Federal Reserve Unlikely to Announce QE3 at FOMC TodayVW Staff
The Federal Reserve will meet on Tuesday to discuss whether or not there needs to be a shift in monetary policy. It is not expected that the Fed will make any easing changes but could hint to the possibility to further easing in the future.
Lately, there have been solid economic reports. The employment report last week was good, although it may turn out to not be as good as we thought, and on Tuesday we found out that retail sales rose 1.1% in February. This is yet another sign that the American consumer is still reviving but getting stronger and stronger. The 1.1% gain was the largest gain in five months. However, the Fed is still concerned with the 8.3% unemployment. Despite the good payroll numbers the unemployment rate is having a hard time falling, which could mean that the Fed could be intervening in the future if it doesn’t change.

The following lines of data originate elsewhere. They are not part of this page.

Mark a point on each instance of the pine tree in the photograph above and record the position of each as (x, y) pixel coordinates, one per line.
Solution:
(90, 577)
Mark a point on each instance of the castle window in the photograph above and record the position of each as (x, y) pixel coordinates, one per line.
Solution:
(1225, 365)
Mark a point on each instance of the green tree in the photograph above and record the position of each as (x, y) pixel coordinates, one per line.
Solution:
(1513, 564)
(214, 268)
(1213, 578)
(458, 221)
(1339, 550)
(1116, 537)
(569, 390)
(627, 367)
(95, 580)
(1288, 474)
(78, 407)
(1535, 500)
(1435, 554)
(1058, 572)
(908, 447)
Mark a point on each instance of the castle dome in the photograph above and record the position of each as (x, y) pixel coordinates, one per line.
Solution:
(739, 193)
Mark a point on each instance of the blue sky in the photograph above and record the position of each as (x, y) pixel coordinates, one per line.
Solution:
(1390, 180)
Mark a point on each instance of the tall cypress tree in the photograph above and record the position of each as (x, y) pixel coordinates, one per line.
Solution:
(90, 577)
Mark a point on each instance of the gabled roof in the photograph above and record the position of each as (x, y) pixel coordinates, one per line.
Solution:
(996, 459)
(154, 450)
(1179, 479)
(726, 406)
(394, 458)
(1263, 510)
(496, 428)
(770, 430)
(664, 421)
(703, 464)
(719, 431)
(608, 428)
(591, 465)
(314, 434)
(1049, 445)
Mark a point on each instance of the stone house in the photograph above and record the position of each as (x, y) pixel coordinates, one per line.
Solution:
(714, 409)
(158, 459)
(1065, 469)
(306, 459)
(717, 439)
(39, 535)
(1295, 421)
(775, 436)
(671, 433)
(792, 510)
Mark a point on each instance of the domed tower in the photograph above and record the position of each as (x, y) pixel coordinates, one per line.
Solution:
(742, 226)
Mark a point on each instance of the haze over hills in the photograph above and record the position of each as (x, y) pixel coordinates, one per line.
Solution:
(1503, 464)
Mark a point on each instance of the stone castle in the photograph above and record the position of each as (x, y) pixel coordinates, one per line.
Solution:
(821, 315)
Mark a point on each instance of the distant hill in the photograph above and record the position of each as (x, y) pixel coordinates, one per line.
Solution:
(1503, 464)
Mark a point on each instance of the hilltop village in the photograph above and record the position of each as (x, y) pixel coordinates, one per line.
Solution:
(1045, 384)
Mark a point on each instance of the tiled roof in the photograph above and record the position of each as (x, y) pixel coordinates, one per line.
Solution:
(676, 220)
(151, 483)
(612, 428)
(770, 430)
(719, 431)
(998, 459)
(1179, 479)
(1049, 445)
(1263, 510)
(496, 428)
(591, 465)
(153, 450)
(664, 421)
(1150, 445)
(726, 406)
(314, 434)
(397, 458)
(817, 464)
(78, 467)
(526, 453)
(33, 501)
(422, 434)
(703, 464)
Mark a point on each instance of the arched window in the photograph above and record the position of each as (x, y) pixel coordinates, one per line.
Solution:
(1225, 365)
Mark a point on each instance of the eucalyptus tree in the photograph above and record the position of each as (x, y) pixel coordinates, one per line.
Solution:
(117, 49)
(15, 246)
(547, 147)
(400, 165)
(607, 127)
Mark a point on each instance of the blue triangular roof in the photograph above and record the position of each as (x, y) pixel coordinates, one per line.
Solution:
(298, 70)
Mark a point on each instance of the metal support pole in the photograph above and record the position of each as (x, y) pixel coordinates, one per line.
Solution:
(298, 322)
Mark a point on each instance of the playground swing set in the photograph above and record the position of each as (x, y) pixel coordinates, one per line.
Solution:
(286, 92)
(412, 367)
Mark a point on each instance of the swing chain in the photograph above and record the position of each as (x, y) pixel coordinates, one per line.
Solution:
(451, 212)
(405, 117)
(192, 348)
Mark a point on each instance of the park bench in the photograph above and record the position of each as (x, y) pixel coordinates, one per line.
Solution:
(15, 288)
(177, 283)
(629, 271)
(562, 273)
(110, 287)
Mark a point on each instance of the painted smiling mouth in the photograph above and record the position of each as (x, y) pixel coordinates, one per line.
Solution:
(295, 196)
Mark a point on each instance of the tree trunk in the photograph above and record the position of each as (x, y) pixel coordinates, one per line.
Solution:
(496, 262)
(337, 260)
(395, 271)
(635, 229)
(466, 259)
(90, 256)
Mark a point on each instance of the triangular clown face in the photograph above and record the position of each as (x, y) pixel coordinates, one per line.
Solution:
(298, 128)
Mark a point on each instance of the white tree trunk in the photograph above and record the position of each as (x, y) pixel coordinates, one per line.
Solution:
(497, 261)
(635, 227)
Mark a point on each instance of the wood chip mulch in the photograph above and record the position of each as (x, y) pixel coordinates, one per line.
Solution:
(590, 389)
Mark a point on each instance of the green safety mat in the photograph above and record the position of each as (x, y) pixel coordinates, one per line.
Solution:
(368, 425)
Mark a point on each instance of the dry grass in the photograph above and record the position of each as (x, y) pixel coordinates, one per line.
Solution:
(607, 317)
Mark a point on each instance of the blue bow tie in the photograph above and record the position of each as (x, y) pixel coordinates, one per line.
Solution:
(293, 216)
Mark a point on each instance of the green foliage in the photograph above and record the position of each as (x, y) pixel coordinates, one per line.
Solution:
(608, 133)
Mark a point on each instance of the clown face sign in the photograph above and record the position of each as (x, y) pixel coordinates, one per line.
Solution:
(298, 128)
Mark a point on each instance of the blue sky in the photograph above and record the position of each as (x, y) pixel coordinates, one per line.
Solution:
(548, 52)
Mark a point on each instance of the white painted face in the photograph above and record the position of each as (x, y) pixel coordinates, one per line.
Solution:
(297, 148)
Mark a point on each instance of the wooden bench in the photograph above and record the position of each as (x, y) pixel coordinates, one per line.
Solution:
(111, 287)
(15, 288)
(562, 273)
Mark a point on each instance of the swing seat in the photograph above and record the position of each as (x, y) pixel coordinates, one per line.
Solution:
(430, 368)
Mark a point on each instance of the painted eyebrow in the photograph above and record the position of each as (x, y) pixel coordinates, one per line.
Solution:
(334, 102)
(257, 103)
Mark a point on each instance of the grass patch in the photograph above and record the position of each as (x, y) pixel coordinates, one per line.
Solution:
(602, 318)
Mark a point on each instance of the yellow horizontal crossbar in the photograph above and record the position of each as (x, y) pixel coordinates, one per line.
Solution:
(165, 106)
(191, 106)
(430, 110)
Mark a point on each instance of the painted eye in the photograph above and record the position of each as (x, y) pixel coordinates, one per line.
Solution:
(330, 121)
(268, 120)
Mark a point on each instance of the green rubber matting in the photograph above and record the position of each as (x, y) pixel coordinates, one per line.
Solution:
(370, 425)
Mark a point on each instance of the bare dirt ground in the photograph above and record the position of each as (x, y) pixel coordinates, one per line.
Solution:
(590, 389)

The Fed will also continue its warning on rising energy prices and its ability to derail an economic recovery. Other than that, it will mostly be an announcement that things are getting better but unemployment and higher oil prices are a threat that could slow the economy again.
Last time the Fed met in January, there was a lot more concern with the economy. Although they did not say they would continue with the Quantative Easing program, they did say that they will not raise rates until the latter half of 2014. Since then we have seen a broad spectrum of positive economic reports.
The Fed has been often criticized for its lack of intervention in 2008 when things really started to get bad and they are also criticized for intervening too much with programs such as QE. Unfortunately, we can not tell what would have happened if Bernanke was much more aggressive at the beginning of 2008. Some speculate that Lehman Brothers may have survived, along with unemployment not getting to as bad of a level that we saw.
Although the Federal Reserve is often criticized it is important remember that things would have been a lot worse if the Fed hadn’t intervened at all. It is easy to point the finger and place the blame on someone but hindsight is always 20/20. You have to believe that Bernanke and the rest of the Fed would have had a more rigorous easing strategy if they knew what 2008 was going to turn out to be like.